Goal: Find max temperature per city

Create max_temp.py:

from mrjob.job import MRJob

class MaxTempByCity(MRJob):
    def mapper(self, _, line):
        date, city, temp = line.split(',')
        yield city, int(temp)
    
    def reducer(self, city, temps):
        yield city, max(temps)

if __name__ == '__main__':
    MaxTempByCity.run()

Activity: Solution Review

Discussion: How would you find BOTH min and max?

Answer: Return a dictionary with both values:

def reducer(self, city, temps):
    temps_list = list(temps)
    yield city, {
        "min": min(temps_list), 
        "max": max(temps_list)
    }

Key Insight: mrjob handles serialization; you can yield dicts, lists, or complex objects!

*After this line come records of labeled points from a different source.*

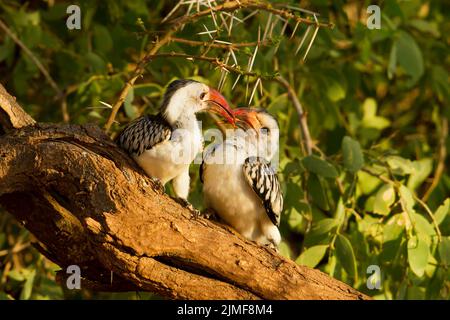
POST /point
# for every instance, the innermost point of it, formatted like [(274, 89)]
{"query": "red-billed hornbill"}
[(164, 145), (239, 183)]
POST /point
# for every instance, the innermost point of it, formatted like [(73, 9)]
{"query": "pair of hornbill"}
[(239, 183)]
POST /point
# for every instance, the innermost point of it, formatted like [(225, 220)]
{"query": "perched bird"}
[(164, 145), (239, 183)]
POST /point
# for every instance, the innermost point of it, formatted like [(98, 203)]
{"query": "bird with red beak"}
[(249, 196), (165, 145)]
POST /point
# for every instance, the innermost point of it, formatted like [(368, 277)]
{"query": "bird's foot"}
[(210, 214), (195, 213), (272, 246), (159, 185)]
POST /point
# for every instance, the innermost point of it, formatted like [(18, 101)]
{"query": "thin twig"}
[(222, 45), (255, 5), (213, 60), (300, 112), (441, 159)]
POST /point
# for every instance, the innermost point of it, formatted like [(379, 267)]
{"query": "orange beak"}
[(219, 105), (246, 117)]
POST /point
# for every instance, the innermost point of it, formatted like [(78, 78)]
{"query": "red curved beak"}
[(219, 105), (247, 117)]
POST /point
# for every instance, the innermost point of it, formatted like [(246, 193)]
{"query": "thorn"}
[(235, 82), (311, 42), (295, 29), (303, 40)]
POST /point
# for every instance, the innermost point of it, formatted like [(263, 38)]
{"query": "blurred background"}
[(376, 190)]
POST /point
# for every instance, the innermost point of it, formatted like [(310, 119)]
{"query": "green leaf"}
[(418, 252), (422, 225), (442, 211), (102, 39), (400, 165), (148, 89), (324, 226), (284, 250), (128, 105), (346, 255), (353, 156), (335, 91), (444, 251), (28, 286), (392, 61), (421, 170), (312, 256), (407, 200), (384, 198), (319, 166), (409, 56)]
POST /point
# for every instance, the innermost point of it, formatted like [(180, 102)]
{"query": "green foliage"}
[(377, 105)]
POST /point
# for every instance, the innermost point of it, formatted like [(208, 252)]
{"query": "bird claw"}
[(272, 246), (210, 215), (159, 184), (195, 213)]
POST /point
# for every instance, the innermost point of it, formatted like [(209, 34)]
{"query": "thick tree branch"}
[(89, 204)]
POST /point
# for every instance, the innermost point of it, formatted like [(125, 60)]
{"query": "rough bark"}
[(89, 204)]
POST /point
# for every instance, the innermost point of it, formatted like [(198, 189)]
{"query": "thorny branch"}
[(89, 204), (229, 6)]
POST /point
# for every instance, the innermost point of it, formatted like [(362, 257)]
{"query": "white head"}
[(264, 126), (184, 98)]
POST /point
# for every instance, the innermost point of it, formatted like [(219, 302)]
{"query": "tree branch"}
[(89, 204)]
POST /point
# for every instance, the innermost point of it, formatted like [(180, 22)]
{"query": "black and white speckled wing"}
[(143, 134), (264, 181)]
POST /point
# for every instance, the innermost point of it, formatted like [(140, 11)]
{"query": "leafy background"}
[(374, 192)]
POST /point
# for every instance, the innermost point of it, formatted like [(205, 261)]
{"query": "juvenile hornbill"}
[(164, 145), (239, 183)]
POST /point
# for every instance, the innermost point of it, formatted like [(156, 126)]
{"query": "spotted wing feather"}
[(264, 181), (143, 134)]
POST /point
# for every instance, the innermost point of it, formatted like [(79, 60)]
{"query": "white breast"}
[(228, 193), (169, 159)]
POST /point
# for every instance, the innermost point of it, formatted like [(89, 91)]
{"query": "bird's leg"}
[(195, 213), (210, 214), (181, 187), (272, 246), (159, 185)]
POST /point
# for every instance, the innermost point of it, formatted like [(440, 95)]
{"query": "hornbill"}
[(164, 145), (239, 183)]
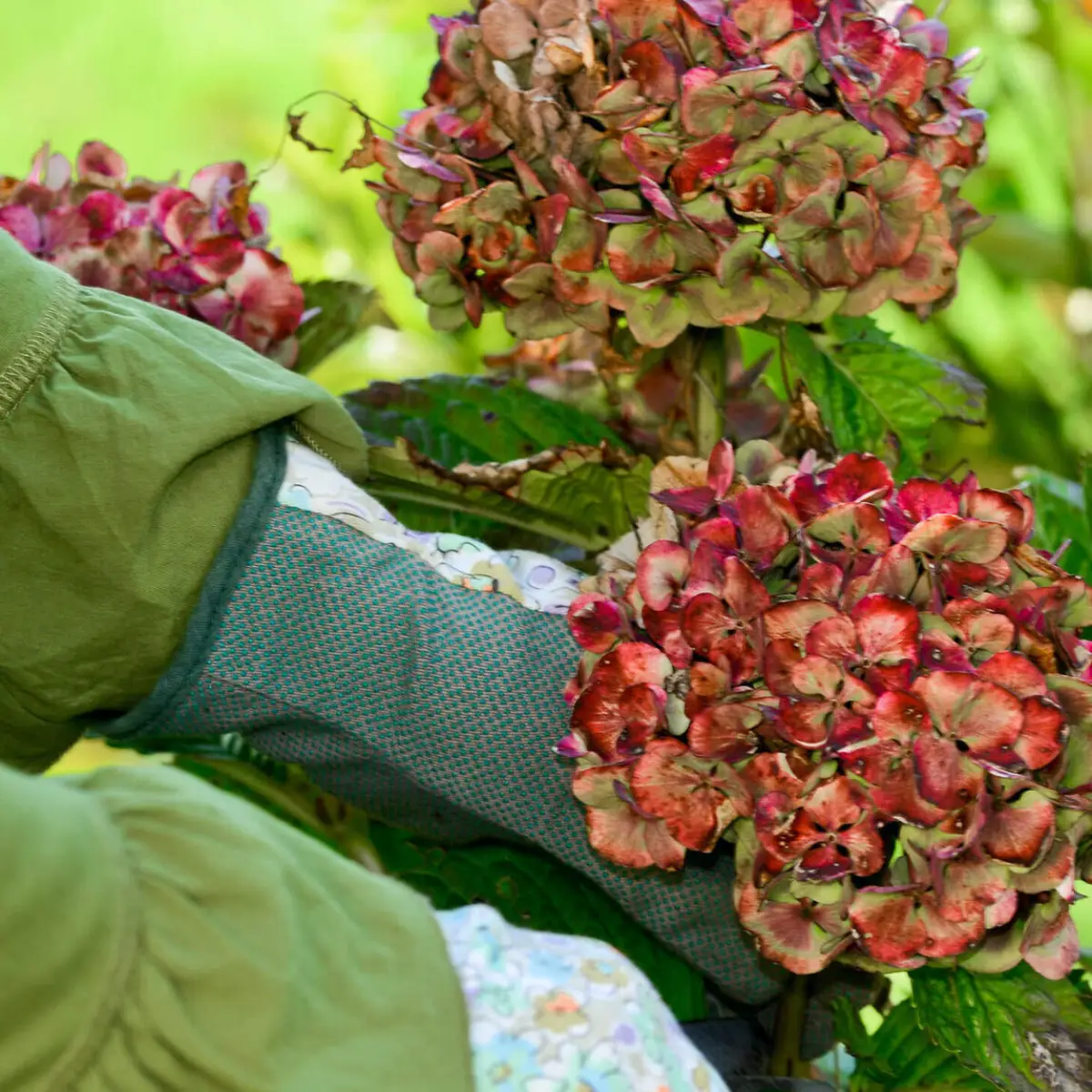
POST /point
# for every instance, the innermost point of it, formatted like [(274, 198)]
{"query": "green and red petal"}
[(725, 732), (697, 798), (596, 622), (984, 716), (1018, 833), (945, 776), (662, 571)]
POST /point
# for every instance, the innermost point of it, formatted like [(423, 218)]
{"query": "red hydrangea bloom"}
[(879, 694), (201, 250), (685, 163)]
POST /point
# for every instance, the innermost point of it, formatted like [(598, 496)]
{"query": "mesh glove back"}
[(434, 707)]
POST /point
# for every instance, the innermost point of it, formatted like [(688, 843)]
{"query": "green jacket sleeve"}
[(126, 443), (159, 934)]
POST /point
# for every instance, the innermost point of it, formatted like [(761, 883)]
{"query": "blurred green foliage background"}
[(176, 87)]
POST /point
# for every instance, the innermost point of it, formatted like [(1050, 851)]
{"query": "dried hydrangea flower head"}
[(880, 693), (199, 250), (705, 164)]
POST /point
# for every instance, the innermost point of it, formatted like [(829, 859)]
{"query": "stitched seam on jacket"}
[(23, 371)]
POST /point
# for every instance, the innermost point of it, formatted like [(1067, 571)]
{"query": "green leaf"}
[(347, 309), (878, 397), (899, 1057), (281, 790), (580, 495), (534, 891), (1019, 1030), (472, 419), (1060, 516)]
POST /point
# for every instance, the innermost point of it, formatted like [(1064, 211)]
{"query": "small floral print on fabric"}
[(554, 1014), (315, 485)]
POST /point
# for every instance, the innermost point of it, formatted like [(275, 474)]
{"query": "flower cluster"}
[(682, 163), (879, 693), (199, 250)]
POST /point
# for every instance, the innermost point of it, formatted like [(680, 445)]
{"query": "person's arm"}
[(165, 577), (126, 446), (159, 934)]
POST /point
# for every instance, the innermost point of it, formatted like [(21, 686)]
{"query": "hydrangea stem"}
[(789, 1031), (708, 381)]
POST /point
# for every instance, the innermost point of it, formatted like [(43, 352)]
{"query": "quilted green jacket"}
[(114, 419), (163, 936), (157, 583)]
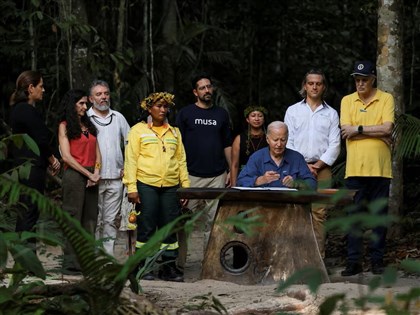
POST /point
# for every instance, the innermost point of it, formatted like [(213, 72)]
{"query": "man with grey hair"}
[(314, 132), (276, 165), (112, 135)]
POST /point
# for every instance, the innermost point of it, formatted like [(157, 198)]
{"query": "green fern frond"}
[(407, 133)]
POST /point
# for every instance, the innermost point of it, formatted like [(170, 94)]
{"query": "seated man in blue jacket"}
[(275, 165)]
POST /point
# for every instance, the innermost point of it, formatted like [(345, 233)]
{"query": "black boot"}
[(146, 276), (169, 272)]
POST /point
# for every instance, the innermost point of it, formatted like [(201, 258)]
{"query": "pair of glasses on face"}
[(208, 87), (165, 107)]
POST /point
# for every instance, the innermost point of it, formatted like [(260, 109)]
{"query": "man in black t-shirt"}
[(207, 140)]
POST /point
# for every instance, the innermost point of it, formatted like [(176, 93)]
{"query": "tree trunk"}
[(390, 77), (77, 67), (169, 35), (120, 41)]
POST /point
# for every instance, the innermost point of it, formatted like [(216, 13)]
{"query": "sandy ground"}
[(196, 296)]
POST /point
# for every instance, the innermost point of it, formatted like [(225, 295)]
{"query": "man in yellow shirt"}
[(367, 120)]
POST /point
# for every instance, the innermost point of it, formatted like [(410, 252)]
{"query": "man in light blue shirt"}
[(112, 135), (275, 165), (314, 132)]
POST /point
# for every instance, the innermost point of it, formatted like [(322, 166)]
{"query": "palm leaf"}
[(407, 133)]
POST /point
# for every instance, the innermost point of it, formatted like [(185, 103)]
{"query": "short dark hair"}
[(199, 76), (302, 91), (24, 80)]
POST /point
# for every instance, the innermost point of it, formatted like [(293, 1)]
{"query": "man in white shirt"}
[(112, 136), (314, 132)]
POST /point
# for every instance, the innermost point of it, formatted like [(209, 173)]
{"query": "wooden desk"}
[(284, 244)]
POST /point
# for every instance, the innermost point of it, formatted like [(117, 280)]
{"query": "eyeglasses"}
[(166, 107), (208, 87)]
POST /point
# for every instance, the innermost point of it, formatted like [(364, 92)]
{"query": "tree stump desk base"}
[(283, 244)]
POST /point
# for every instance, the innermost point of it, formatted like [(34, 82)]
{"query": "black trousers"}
[(28, 211)]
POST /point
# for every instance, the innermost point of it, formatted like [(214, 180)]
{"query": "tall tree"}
[(390, 79)]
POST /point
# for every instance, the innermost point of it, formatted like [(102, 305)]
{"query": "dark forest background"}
[(256, 50)]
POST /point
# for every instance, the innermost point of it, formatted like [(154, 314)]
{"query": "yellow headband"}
[(154, 97), (255, 108)]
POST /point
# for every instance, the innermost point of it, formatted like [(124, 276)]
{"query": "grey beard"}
[(102, 108)]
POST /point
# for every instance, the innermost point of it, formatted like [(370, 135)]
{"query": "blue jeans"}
[(368, 189)]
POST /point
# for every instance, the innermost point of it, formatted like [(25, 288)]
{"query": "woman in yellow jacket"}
[(155, 166)]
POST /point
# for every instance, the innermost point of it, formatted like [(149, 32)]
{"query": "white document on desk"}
[(265, 188)]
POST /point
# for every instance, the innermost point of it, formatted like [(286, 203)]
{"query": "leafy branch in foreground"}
[(104, 277)]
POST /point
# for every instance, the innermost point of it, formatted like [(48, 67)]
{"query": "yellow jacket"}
[(156, 157)]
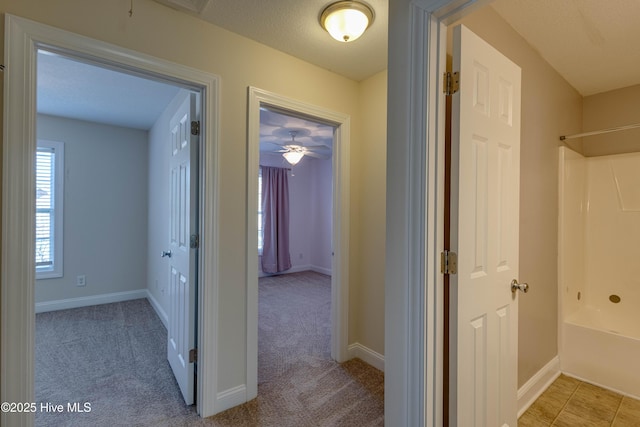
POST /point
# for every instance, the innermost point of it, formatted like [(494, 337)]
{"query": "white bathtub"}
[(598, 269), (599, 349)]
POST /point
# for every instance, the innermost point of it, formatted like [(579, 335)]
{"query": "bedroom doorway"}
[(295, 189), (113, 120), (263, 103), (18, 306)]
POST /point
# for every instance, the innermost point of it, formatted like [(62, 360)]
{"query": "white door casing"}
[(182, 258), (484, 233)]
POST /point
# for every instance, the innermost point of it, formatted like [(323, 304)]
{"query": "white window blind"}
[(49, 193)]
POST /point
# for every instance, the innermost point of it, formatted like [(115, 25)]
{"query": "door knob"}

Challenge: Calculate Average Temperature by City

Scenario: You have temperature readings for multiple cities over a year:

NYC,32
LA,68
NYC,28
LA,72
NYC,35

Question: How would you calculate the average temperature for each city using MapReduce?

(Hint: Why can't you just average the averages?)

Solution: Computing Averages in MapReduce

Key Insight: Emit (sum, count) pairs; let reducer combine them

class CalculateAverage(MRJob):
    def mapper(self, _, line):
        city, temp = line.split(',')
        yield city, (int(temp), 1)
    
    def reducer(self, city, temp_counts):
        total_temp = sum(t for t, c in temp_counts)
        total_count = sum(c for t, c in temp_counts)
        yield city, total_temp / total_count

Result: Correct per-city averages!

Speaker context: This session transitions from MapReduce theory to hands-on coding practice using mrjob, a Pythonic library that simplifies MapReduce development. The audience includes students from CS, business, and math backgrounds—all with SQL experience but varying programming comfort levels. We'll leverage their SQL intuition (GROUP BY, aggregation) while introducing mrjob's elegant class-based approach. Emphasize local testing workflows to build confidence before cluster submission.

Speaker notes: Many students with business/math backgrounds are more comfortable with Python than Java. mrjob provides a Pythonic API that feels natural while hiding Hadoop complexity. Emphasize portability—write once, run anywhere.

Speaker notes: Show live installation. Mention that Docker environment has mrjob pre-installed. For students' personal machines, they can use pip install --user if they lack admin rights.

Speaker notes: Live code wordcount.py step-by-step. Start with basic class structure, add mapper, then reducer. Emphasize how much cleaner this is than stdin/stdout scripts. For business students, relate class methods to defining functions in Excel VBA or SQL procedures.

Speaker notes: Live demo YARN UI navigation. Show completed job counters. For business students, relate to SQL query execution plans or ETL pipeline dashboards.

Speaker notes: Critical hands-on demo. Go slowly, explain each step before executing. Pause to let students catch up. Point out expected timing (small file = 30-60 seconds). Show mrjob's progress output in terminal.